Collin County added nearly 43,000 people between 2024 and 2025, the second most of any county in America, according to the U.S. Census Bureau, while most counties across the country saw population growth slow and Dallas County shrunk.

Between July 1, 2024, and July 1, 2025, the bureau estimates Collin County grew to nearly 1.3 million residents. Houston’s Harris County took the top spot for numeric growth of any county in the U.S. in that time period, adding nearly 48,700 people. Harris is also the country’s third-most populous county with an estimated 5 million residents.

Most counties that grew between 2023 and 2024 saw their growth slow or reverse in 2025, and in many cases, counties already in decline saw population losses accelerate, the bureau found.

Several factors are at play in changing populations, said J.H. Cullum Clark, director of the Bush Institute-SMU Economic Growth Initiative. Birth rates overall are down, immigration policy is changing drastically in the U.S. and people are generally moving less. But demand to live in Collin County is still very strong.

“Collin County has been just consistently one of the biggest destinations for net moves in the United States for many, many years,” he said.

County Commissioner Darrell Hale said he’s not surprised to see Collin’s ranking, with traffic, housing demand, court cases and jail populations “on a continuous path up” in the county. That means officials have to focus on providing core services, he said, to ensure water, emergency services, police, fire rescue, courts and jails can keep up with growth.

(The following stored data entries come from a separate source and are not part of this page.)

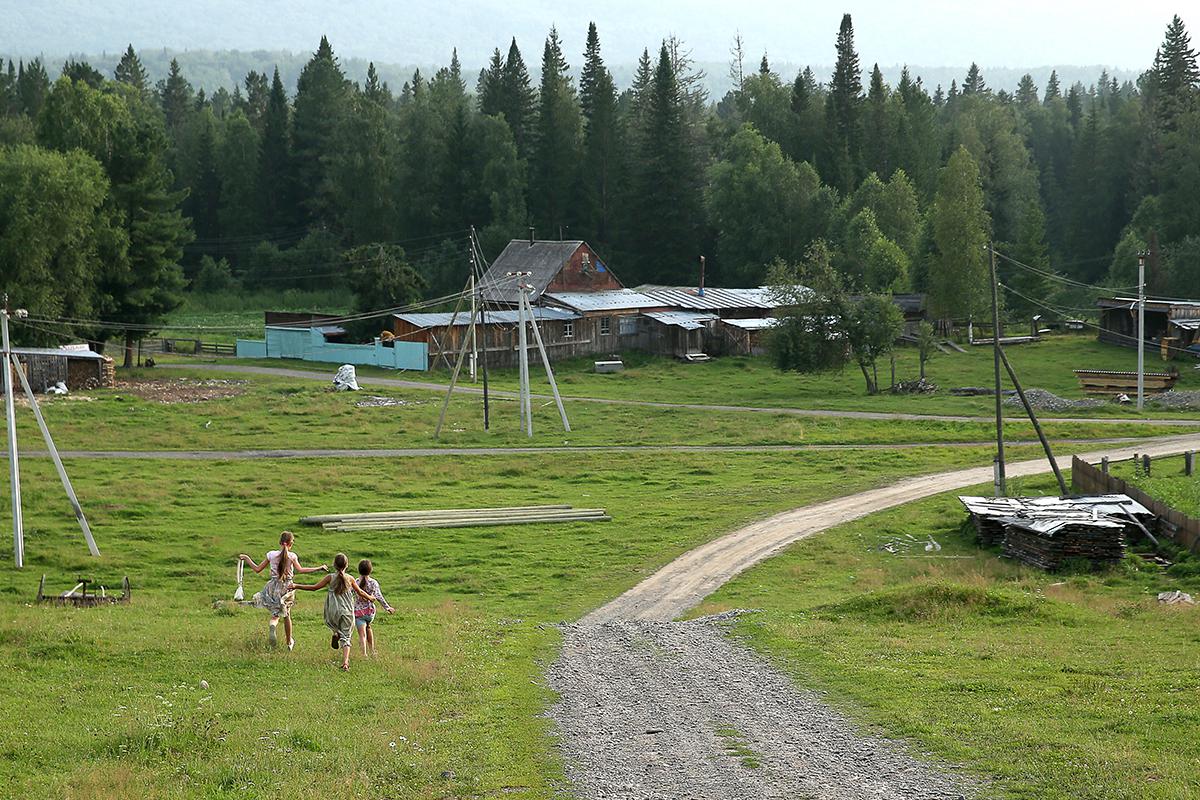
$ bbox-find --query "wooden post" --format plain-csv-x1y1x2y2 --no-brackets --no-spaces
1185,451,1194,477
998,346,1067,496
989,244,1006,496
432,303,480,439
1101,456,1109,475
1143,454,1152,476
524,290,571,432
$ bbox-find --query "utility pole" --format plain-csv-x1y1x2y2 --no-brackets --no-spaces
1137,250,1146,411
989,245,1006,496
517,284,533,437
2,297,23,567
469,274,478,383
469,227,490,430
523,289,571,432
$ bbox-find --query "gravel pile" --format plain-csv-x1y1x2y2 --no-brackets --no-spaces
1147,390,1200,411
354,395,419,408
1002,388,1103,411
547,616,975,800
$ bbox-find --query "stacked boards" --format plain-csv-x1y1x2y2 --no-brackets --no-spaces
959,495,1154,571
301,505,611,532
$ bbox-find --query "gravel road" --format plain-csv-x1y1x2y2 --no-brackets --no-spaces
548,616,973,800
549,434,1200,799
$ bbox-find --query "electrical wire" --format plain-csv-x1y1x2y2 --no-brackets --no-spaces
991,248,1139,293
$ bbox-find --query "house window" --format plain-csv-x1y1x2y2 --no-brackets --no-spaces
563,321,574,339
600,316,611,336
619,316,637,335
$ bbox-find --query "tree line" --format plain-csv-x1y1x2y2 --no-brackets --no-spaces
1,14,1198,358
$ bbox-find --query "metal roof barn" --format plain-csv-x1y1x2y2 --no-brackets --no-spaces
634,285,782,312
543,290,664,313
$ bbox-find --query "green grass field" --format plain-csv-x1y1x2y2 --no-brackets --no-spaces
205,334,1200,420
0,447,1013,799
694,474,1200,800
13,368,1195,453
1111,456,1200,519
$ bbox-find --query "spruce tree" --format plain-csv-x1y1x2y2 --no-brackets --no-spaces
1015,74,1039,107
579,21,621,244
186,110,222,242
158,58,193,135
291,36,351,227
257,67,294,233
62,59,104,89
1148,15,1200,133
1044,70,1061,102
114,44,148,94
963,63,987,95
364,62,391,105
824,13,863,193
530,27,582,235
477,49,505,117
499,38,537,157
626,44,703,283
242,70,270,132
863,63,890,177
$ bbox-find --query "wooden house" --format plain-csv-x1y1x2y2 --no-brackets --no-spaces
11,346,115,392
1097,296,1200,357
479,239,623,306
392,308,583,370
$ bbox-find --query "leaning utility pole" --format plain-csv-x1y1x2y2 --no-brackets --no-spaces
516,282,533,437
989,244,1006,496
1137,250,1146,411
2,298,23,567
469,227,490,429
522,288,571,432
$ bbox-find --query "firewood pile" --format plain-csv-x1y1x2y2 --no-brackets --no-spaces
958,494,1154,570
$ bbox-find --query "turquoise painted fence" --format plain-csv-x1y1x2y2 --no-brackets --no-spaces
236,327,428,371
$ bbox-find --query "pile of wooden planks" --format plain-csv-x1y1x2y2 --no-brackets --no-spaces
1074,368,1178,395
301,504,611,532
959,494,1153,570
1000,515,1127,570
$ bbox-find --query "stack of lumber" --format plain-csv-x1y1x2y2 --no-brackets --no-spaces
999,513,1126,570
959,494,1149,570
301,504,611,532
1074,368,1178,395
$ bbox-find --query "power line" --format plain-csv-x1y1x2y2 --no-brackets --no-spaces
991,248,1139,293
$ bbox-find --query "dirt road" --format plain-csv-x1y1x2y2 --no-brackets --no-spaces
547,433,1200,799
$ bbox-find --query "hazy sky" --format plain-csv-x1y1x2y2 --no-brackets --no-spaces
3,1,1189,70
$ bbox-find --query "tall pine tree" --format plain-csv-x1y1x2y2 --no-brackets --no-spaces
530,27,582,236
579,22,621,244
291,36,351,227
825,13,863,193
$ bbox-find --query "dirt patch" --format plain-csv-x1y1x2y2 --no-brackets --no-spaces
114,378,248,404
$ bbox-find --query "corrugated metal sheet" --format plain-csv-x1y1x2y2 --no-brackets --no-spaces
958,494,1152,518
1171,318,1200,331
543,290,663,312
721,317,780,330
999,514,1126,536
634,284,798,311
479,240,584,303
394,308,579,327
642,310,717,330
11,346,107,360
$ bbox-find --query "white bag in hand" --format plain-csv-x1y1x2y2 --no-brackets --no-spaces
233,560,244,601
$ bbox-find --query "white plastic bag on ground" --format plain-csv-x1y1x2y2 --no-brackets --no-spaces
47,381,68,395
333,364,360,391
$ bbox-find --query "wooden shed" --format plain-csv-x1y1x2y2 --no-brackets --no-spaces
11,346,115,392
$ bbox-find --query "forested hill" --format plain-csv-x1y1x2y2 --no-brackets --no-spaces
1,12,1198,360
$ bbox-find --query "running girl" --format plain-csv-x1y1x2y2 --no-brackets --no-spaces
238,531,326,650
354,559,396,657
290,553,375,671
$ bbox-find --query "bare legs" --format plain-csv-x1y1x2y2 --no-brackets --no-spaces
340,644,351,670
356,621,377,657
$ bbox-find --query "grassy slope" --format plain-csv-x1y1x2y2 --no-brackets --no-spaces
0,447,1016,799
694,473,1200,800
14,370,1194,452
205,334,1200,419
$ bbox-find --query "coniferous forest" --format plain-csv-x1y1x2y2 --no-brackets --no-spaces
2,14,1199,352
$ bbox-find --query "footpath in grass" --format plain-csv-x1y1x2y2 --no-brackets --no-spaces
12,369,1192,453
695,474,1200,800
0,446,1015,799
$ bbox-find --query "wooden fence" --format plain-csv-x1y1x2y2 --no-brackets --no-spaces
142,338,237,356
1071,455,1200,553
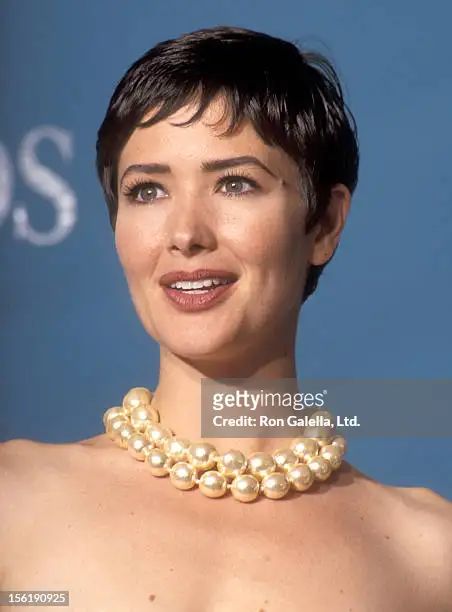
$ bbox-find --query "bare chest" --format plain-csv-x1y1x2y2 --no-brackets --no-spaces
6,490,424,612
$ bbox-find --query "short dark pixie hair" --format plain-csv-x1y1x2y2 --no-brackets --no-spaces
96,25,359,302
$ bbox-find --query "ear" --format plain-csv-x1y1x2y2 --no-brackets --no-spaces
308,183,352,266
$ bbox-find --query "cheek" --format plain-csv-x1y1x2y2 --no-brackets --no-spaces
223,199,309,320
114,215,159,279
223,198,307,274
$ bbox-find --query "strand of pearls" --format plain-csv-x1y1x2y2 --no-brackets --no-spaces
103,387,347,503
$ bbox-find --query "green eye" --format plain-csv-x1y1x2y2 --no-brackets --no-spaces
123,181,167,203
218,175,259,197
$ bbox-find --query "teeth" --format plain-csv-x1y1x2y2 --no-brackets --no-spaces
169,278,232,290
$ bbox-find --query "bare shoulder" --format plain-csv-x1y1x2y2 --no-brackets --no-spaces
0,435,110,519
349,463,452,538
345,464,452,605
0,434,115,524
383,477,452,539
395,482,452,560
1,437,74,504
396,481,452,517
0,435,90,472
0,437,55,483
0,436,114,586
390,483,452,599
0,433,111,461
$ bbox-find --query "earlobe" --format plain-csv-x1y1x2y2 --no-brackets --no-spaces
308,183,351,266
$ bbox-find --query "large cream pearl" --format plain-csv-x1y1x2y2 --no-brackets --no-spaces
127,433,148,460
169,462,197,490
163,437,191,462
261,472,290,499
290,438,319,462
146,448,173,476
198,471,228,498
332,435,347,454
247,452,276,481
317,437,334,448
146,423,173,448
273,448,299,472
320,444,343,470
130,405,159,432
302,410,335,440
103,407,124,429
115,423,135,449
122,387,153,416
187,442,217,471
217,449,247,479
286,463,314,491
307,456,332,481
230,474,260,502
141,443,156,459
106,416,129,441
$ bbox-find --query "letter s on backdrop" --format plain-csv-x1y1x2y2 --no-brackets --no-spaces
13,126,77,246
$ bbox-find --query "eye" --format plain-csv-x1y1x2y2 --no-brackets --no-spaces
122,181,167,204
217,173,259,197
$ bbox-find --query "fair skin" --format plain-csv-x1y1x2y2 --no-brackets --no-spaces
1,98,451,611
114,96,347,453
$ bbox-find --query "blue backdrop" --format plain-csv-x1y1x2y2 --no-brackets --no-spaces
1,1,451,498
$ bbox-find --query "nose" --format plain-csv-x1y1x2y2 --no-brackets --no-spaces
164,193,217,257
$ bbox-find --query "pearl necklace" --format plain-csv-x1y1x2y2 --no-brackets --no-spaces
103,386,347,503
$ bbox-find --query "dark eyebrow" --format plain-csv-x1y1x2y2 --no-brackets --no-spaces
201,156,277,178
119,155,278,188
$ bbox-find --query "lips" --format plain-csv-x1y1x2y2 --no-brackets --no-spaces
159,268,238,313
159,269,238,287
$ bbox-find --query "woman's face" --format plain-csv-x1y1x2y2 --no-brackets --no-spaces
115,98,323,361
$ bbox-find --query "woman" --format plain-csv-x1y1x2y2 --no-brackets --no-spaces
1,26,451,611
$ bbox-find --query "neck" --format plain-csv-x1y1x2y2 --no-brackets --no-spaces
151,334,301,456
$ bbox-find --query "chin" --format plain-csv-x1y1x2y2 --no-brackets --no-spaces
166,330,239,359
148,317,247,361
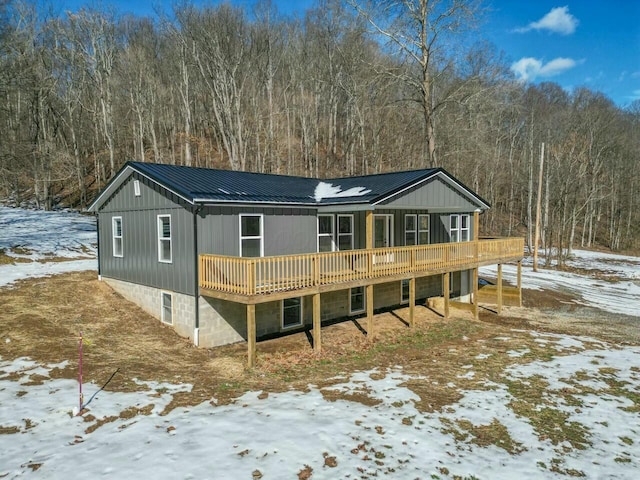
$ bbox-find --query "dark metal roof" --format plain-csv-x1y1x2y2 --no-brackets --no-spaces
128,161,439,206
88,161,489,211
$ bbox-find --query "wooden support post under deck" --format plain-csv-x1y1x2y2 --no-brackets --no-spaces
443,272,450,319
472,268,479,320
247,304,256,368
517,260,523,307
313,293,321,352
497,264,503,315
366,284,374,340
409,277,416,327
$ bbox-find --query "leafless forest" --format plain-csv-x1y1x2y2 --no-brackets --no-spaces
0,0,638,256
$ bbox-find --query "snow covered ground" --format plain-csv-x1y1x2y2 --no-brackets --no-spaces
1,336,639,479
0,206,97,287
1,206,640,479
481,250,640,317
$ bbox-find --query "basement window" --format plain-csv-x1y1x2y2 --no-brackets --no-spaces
350,287,365,314
401,279,410,304
282,297,303,329
161,292,173,325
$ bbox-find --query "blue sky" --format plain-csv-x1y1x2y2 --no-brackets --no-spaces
58,1,639,107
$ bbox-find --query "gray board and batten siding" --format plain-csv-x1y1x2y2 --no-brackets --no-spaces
379,176,480,212
97,172,196,296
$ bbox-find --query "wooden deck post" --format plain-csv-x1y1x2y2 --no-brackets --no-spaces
409,277,416,327
313,293,321,352
473,210,480,241
365,210,373,250
497,264,503,315
472,268,479,320
517,260,523,307
366,284,374,340
443,272,450,319
247,304,256,368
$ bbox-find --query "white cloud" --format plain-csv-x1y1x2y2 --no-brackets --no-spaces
511,57,579,82
515,6,578,35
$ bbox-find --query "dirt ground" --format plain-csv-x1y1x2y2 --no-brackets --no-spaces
1,270,638,413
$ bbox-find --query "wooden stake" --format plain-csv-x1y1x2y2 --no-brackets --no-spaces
533,142,544,272
497,264,503,315
247,304,256,368
313,293,321,352
443,272,450,319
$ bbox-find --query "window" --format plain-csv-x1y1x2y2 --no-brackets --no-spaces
337,215,354,251
112,216,123,257
157,215,172,263
240,214,263,257
133,179,141,197
401,279,410,304
161,292,172,324
450,215,459,243
349,287,365,314
450,214,470,243
282,297,303,329
405,215,416,246
460,214,470,242
418,214,430,245
318,214,335,252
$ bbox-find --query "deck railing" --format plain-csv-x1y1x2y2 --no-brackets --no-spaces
200,237,524,297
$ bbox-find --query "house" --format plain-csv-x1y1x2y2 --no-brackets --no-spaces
87,162,524,366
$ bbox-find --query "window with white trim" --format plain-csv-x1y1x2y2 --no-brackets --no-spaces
450,214,470,243
401,279,410,304
460,214,470,242
418,214,430,244
349,287,365,314
161,292,172,324
282,297,303,329
133,179,141,197
405,214,416,246
240,214,263,257
112,216,123,257
337,214,354,251
318,214,335,252
157,215,172,262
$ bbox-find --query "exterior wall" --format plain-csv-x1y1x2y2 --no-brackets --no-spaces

“We definitely have to focus on the must-haves versus the nice-to-haves,” he said.

As production, development and industry grow north, Hale believes the region will see “a continuing northern pattern” of growth. He said he thinks the state will have to invest more in mobility, roads and traffic management to keep up.

Dallas County, still ranked as the country’s eighth-most populous, ranked No. 9 in the country for numeric population decline, losing more than 2,600 people between 2024 and 2025. The county “has a real problem,” Clark said, with population declines spelling economic risks. It could end up hurting Collin County, too.

“If Dallas County becomes progressively a less and less attractive place to be, the negatives could spill over,” he said. “It’s very tough, historically, to be a suburban place adjacent to a core urban place that is in decline.”

Among some of the country’s largest metro hubs, the fastest-growing areas tended to be on the outer edges, a pattern especially pronounced in Texas, according to the census bureau.

Even as Dallas County lost population, the Dallas-Fort Worth metropolitan area ranked No. 2 in the nation for numeric population growth from 2024 to 2025, adding more than 123,000 people, second only to the Houston area, the census bureau estimated.

After Collin County, the county that added the next most residents was Phoenix’s Maricopa County in Arizona, according to the census bureau, followed by Montgomery County north of Houston. Also representing Texas in the top 10 counties adding the most population were Fort Bend County southwest of Houston and Williamson County north of Austin.

Kaufman County also saw a major jump, adding more than 11,000 people for a growth rate of nearly 6%, the country’s third-highest.